ACOUSTIC CHARACTERISTICS OF THE HARTMANN WHISTLE WITH THE HELMHOLTZ RESONATOR

Based on the turbulence model and the Ffowcs Williams–Hawkings (FW–H) acoustic model, numerical simulations of acoustic characteristics in the Hartmann whistle with the Helmholtz resonator are carried out. The important parameters that control the flow oscillation features of the Hartmann whistle are the stand-off distance, cavity geometry, nozzle pressure ratio, etc. The computational results are compared to experimental data. Under the condition that the jet exit diameter, cavity diameter, nozzle pressure ratio, and stand-off distance remain constant, the mass flow rate and the sound pressure level are calculated as functions of the diameter and length of the Helmholtz resonator.

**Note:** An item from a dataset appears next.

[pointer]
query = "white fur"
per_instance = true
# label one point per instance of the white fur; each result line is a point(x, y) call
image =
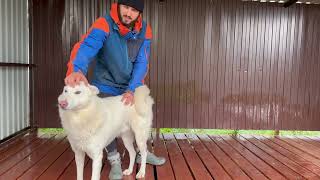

The results show that the sound directivity is similar in the conventional Hartmann whistle and the Hartmann whistle with the Helmholtz resonator, while the sound intensity is higher in the conventional Hartmann whistle. Also, the sound intensity reaches the maximum in the direction perpendicular to the jet. The magnitude of the sound intensity decreases gradually with an increase in the diameter of the Helmholtz resonator, and the decreasing trend in the fundamental resonance frequency is clearly visible. Next, as the length of the Helmholtz resonator increases, the sound intensity first decreases and then increases again. The effect of the resonator length on the fundamental resonance frequency is not large as compared to the resonator diameter.